At the beginning of the pandemic, we relied on existing public health data collection systems for guidance. These systems are in place to conduct routine disease surveillance, Disease surveillance tells us how many cases of diseases such as whooping cough, flu or syphilis we typically see, and let us know when we are experiencing unusual activity or outbreaks. Their limitations in the face of a pandemic were quickly revealed: manual transcription of information from hand-written collection forms; transfer of information via cutting edge 1980s technologies like fax machines; computer systems that couldn’t talk to each other. We’ve worked to fix many of these problems, demonstrating that we can mobilize solutions quickly when the will exists. 

But we haven’t addressed a bigger issue: we are using data and data collection systems that are not designed, and were not intended, to answer the questions we need answered in an urgent manner. Consider a seemly straightforward metric: the number of people currently infected with COVID-19. We receive daily updates on reported case counts; of late, these have been presented by news outlets as “record-breaking”. We tune in to press conferences and are either relieved that case counts appear to be declining or are alarmed that cases are increasing. But these numbers are not a measure of the actual number of infections in our communities. 
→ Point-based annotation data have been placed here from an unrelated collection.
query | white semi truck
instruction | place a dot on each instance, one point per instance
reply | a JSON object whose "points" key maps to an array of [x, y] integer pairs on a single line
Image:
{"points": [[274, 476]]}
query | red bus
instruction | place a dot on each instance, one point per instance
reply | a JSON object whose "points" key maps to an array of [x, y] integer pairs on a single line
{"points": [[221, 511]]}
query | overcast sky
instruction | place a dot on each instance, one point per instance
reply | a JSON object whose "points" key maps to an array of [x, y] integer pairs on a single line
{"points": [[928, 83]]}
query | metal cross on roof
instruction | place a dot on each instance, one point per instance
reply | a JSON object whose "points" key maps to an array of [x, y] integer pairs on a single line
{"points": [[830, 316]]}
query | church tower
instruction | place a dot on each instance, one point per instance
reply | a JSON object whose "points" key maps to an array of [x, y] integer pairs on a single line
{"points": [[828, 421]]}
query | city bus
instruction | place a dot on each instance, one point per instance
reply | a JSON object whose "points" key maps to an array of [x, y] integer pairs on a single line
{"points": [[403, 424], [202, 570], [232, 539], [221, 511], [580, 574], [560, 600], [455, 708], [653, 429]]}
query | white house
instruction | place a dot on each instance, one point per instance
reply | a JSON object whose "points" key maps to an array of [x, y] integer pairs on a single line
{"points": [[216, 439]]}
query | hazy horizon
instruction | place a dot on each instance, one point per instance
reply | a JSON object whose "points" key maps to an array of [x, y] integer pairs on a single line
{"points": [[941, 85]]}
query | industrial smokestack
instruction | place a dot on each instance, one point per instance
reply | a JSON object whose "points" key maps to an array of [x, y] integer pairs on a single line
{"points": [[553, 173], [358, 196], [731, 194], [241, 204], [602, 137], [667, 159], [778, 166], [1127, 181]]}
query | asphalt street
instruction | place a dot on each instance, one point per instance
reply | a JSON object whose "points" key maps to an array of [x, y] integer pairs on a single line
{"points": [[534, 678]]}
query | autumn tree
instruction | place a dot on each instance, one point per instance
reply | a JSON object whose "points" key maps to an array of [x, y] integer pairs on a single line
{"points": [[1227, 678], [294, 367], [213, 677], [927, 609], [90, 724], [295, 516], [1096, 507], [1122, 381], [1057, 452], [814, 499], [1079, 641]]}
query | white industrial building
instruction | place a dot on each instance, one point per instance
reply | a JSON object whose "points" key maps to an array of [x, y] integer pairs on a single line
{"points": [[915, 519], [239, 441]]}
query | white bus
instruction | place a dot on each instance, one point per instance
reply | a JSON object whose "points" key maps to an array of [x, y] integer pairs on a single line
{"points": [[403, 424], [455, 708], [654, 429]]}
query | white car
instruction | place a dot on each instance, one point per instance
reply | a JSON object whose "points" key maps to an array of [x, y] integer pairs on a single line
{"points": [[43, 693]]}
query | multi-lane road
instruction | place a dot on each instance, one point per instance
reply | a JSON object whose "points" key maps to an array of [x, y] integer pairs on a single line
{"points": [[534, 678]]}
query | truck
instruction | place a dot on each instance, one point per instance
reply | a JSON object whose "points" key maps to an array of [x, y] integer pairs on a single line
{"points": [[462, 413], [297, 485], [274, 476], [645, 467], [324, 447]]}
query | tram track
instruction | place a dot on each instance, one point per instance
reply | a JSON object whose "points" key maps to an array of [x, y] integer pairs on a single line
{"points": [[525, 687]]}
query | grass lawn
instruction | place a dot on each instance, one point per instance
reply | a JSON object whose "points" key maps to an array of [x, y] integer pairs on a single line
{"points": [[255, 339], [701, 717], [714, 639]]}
They depend on how much testing we’re doing and who has access to these tests. If a person doesn’t get tested, whatever the reason, their infection won’t be counted. From a public health systems perspective, changing test criteria as the pandemic progress makes sense, because we need to work within our available capacity and keep our labs functioning. But a constantly changing baseline makes it difficult to interpret the data we have, and to use them to forecast into the near future.  The solution to this problem straddles the worlds of research and public health practice. We need data collected quickly, counter to the usual pace of research. But we also need them collected in ways that allow us to answer key questions about true disease burden and risk factors for infections, outside of existing public health systems that are subject to the vicissitudes of testing policy. 
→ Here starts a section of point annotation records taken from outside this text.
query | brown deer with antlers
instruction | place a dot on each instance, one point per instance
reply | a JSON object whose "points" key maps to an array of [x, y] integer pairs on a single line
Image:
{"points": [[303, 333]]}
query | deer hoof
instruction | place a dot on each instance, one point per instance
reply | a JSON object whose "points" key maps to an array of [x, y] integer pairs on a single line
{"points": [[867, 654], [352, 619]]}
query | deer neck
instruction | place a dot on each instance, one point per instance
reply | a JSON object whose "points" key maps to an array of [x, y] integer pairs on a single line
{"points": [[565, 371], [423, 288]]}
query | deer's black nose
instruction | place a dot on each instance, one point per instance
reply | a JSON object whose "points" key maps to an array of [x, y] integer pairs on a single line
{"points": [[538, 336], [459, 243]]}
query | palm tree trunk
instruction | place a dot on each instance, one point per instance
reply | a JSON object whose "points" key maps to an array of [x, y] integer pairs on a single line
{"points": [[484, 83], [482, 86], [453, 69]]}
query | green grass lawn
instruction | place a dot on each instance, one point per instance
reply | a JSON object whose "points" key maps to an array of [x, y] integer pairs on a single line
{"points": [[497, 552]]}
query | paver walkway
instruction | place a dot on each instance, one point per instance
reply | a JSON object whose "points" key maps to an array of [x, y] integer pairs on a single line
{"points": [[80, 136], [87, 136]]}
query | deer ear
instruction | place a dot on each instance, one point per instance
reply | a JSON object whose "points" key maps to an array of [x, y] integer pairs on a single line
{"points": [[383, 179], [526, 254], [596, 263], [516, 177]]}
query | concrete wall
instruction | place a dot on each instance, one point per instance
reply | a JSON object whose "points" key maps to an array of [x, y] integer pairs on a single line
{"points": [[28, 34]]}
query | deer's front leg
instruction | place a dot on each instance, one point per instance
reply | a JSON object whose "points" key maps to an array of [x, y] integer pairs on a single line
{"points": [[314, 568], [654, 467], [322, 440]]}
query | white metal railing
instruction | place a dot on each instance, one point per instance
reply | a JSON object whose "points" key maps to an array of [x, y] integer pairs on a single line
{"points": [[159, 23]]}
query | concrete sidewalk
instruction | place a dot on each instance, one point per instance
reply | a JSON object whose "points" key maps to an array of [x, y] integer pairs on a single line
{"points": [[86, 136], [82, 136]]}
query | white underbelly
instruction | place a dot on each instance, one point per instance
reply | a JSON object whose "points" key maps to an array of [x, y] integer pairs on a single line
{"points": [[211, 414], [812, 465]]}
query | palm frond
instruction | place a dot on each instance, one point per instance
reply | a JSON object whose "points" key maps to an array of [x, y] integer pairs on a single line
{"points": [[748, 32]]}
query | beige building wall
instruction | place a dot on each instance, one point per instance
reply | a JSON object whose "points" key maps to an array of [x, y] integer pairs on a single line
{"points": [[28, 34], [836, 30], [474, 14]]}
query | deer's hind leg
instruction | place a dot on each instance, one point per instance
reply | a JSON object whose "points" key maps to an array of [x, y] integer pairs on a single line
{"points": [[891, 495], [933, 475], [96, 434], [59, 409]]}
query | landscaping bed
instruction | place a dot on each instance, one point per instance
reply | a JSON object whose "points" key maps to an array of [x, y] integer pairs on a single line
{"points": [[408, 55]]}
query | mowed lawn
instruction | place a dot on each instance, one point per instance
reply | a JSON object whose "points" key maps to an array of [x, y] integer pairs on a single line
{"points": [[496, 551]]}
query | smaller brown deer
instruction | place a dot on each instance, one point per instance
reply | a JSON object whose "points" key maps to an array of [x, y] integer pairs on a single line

Other countries have shown a better way. For example, the United Kingdom which has set up studies to repeatedly test the general population for active and prior COVID-19 infection. Self-collected specimens, which are just starting to come online in Canada, were in use for this purpose in the UK as early as March 2020. Self-collected samples are processed in research labs, to avoid the drain on essential (and limited) public health lab capacity. We can use these sorts of studies to understand how infection patterns are changing over time and better characterize how circumstances like mutigenerational households, poverty, and occupation are contributing to disparities in infection rates. This information can be used to guide our policies: when we see increasing rates in particular neighbourhoods, we can send mobile testing units and determine how else to support these communities before they become hotspots. These types of studies should have been implemented over the summer, but it’s not too late.  

We need data on where and how people are getting infected to support policies related to closures and reopening, and provide greater insight into risk factors for disease spread. Again, there are simple study designs that we could use to rapidly collect this information. Test-negative case-control studies,  where we survey COVID-19 cases, as well as people who were tested for COVID-19 but whose test comes back negative, can be used to identify risk factors that are more common in cases. This would help us identity the types of activities or exposures that are happening more frequently in cases; from the limited data we have, these risks seem to vary from region to region. Workplaces may be driving transmission in one region, while bars and restaurants are more important in another region. Once we identify these riskier exposures, we can do more thorough investigation to understand what it is about that setting that is enhancing risk. In turn, that information can help us make these settings safer. 

With the emergence of vaccines, knowledge about who is getting infected will be all the more important for smart prioritization of regions and groups that are at greatest risk of infection. Having stable, ongoing surveillance systems will remove a lot of the uncertainty that accompanies each change in policy or blip in reported cases.

We are currently trapped in a strange, tautological limbo:  politicians say they need to see the data before they act, but the data we are collecting aren’t up to the task of answering fundamental questions.  It’s not too late to be smarter, more creative, and more organized in how we surveil this pandemic. 

This article initially appeared in the Globe and Mail on November 19, 2020.